14].

c. 1670.—“Since the Mahometan Kings became Masters of this Countrey, this Fortress of Goualeor is the place where they secure Princes and great Noblemen. Chaiehan coming to the Empire by foul- play, caus’d all the Princes and Lords whom he mistrusted, to be seiz’d one after another, and sent them to the Fortress of Goualeor; but he suffer’d them all to live and enjoy their estates. Aureng-zeb his Son acts quite otherwise; for when he sends any great Lord to this place, at the end of nine or ten days he orders him to be poison’d; and this he does that the people may not exclaim against him for a bloody Prince.”—Tavernier, E.T. ii. 35; [ed. Ball, i. 63].

GYAUL (properly GAYAL), [Skt. go, ‘an ox’], s. A large animal (Gavaeus frontalis, Jerd., Bos f. Blanford, Mammalia, 487) of the ox tribe, found wild in various forest tracts to the east of India. It is domesticated by the Mishmis of the Assam valley, and other tribes as far south as Chittagong. In Assam it is called Mithan.

[c. 1590.—In Arakan, “cows and buffaloes there are none, but there is an animal which has somewhat of the characteristics of both, piebald and particoloured whose milk the people drink.”—Ain, ed. Jarrett, ii. 119.]

1824.—“In the park several uncommon animals are kept. Among them the Ghyal, an animal of which I had not, to my recollection, read any account, though the name was not unknown to me. It is a very noble creature, of the ox or buffalo kind, with immensely large horns.…”—Heber, i. 34.

1866–67.—“I was awakened by an extraordinary noise, something between a bull’s bellow and a railway whistle. What was it? We started to our feet, and Fuzlah and I were looking to our arms when Adupah said, ‘It is only the guyal calling; Sahib! Look, the dawn is just breaking, and they are opening the village gates for the beasts to go out to pasture.’

“These guyal were beautiful creatures, with broad fronts, sharp wide- spreading horns, and mild melancholy eyes. They were the indigenous cattle of the hills domesticated by these equally wild Lushais.…”—Lt.-Col. T. Lewin, A Fly on the Wheel, &c., p. 303.

GYELONG, s. A Buddhist priest in Tibet. Tib. dGe-sLong, i.e. ‘beggar of virtue,’ i.e. a bhikshu or mendicant friar (see under BUXEE); but latterly a priest who has received the highest orders. See Jaeschke, p. 86.

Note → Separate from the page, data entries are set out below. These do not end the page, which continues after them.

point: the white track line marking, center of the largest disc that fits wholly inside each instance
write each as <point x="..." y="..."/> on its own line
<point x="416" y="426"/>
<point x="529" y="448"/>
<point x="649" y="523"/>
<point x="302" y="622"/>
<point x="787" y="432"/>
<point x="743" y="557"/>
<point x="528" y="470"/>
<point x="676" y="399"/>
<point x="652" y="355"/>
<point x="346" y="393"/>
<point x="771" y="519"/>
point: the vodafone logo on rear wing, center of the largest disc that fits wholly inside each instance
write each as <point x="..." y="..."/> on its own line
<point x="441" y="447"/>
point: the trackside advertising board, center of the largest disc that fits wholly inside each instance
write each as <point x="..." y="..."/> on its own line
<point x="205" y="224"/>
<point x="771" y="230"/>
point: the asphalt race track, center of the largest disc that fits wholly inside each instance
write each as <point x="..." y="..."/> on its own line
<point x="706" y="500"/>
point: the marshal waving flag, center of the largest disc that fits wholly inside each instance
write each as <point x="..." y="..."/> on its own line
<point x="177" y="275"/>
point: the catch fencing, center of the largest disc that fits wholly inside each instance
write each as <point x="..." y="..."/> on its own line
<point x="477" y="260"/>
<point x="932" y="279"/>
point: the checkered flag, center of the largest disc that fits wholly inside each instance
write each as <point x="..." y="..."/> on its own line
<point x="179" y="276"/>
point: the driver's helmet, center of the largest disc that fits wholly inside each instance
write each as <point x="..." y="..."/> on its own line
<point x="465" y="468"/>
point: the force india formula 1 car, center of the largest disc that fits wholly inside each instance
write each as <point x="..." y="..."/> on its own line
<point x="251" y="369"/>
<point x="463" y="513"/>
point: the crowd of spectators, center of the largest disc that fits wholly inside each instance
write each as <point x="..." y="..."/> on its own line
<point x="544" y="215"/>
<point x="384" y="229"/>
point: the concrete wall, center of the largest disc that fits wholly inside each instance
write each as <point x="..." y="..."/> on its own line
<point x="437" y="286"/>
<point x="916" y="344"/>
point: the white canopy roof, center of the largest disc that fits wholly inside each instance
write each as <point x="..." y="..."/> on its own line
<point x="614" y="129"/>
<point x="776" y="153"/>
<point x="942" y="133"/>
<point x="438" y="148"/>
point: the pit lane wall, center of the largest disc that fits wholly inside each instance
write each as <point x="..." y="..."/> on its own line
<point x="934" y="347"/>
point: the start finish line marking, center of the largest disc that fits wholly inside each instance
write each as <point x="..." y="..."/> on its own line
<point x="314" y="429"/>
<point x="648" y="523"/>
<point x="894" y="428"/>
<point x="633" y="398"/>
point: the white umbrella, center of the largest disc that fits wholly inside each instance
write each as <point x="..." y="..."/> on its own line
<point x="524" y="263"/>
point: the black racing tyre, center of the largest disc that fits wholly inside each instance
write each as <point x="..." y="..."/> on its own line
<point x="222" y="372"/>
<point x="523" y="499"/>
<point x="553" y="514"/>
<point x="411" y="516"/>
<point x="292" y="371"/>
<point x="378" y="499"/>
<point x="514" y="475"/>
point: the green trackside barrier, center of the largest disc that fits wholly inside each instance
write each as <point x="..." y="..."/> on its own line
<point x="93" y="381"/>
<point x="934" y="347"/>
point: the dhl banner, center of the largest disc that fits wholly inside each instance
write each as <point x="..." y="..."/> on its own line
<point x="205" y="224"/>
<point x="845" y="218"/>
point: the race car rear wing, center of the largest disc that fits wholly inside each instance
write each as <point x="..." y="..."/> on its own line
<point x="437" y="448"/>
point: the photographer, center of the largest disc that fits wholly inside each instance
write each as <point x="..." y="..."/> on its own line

1784.—“He was dressed in the festival habit of a gylong or priest, being covered with a scarlet satin cloak, and a gilded mitre on his head.”—Bogle, in Markham’s Tibet, 25.

GYM-KHANA, s. This word is quite modern, and was unknown 40 years ago. The first use that we can trace is (on the authority of Major John Trotter) at Rurki in 1861, when a gymkhana was instituted there. It is a factitious word, invented, we believe, in the Bombay Presidency, and probably based upon gend-khana (‘ball-house’), the name usually given in Hind. to an English racket-court. It is applied to a place of public resort at a station, where the needful facilities for athletics and games of sorts are provided, including (when that was in fashion) a skating-rink, a lawn-tennis ground, and so forth. The gym may have been simply a corruption of gend shaped by gymnastics, [of which the English public school short form gym passed into Anglo-Indian jargon]. The word is also applied to a meeting for such sports; and in this sense it has travelled already as far as Malta, and has since become common among Englishmen abroad. [The suggestion that the word originated in the P.—H. jama’ at-khana, ‘a place of assemblage,’ is not probable.] 1877.—“Their proposals are that the Cricket Club should include in their programme the games, &c., proposed by the promoters of a gymkhana Club, so far as not to interfere with cricket, and should join in making a rink and lawn-tennis, and badminton courts, within the cricket-ground enclosure.”—Pioneer Mail, Nov. 3.

1879.—“Mr. A—F—can always be depended on for epigram, but not for accuracy. In his letters from Burma he talks of the Gymkhana at Rangoon as a sort of establissement [sic] where people have pleasant little dinners. In the ‘Oriental Arcadia,’ which Mr. F—tells us is flavoured with naughtiness, people may do strange things, but they do not dine at Gymkhanas.”—Ibid. July 2.

1881.—“R. E. Gymkhana at Malta, for Polo and other Ponies, 20th June, 1881.”—Heading in Royal Engineer Journal, Aug. 1, p. 159.

1883.—“I am not speaking of Bombay people with their clubs and gymkhanas and other devices for oiling the wheels of existence.…”—Tribes on My Frontier, 9.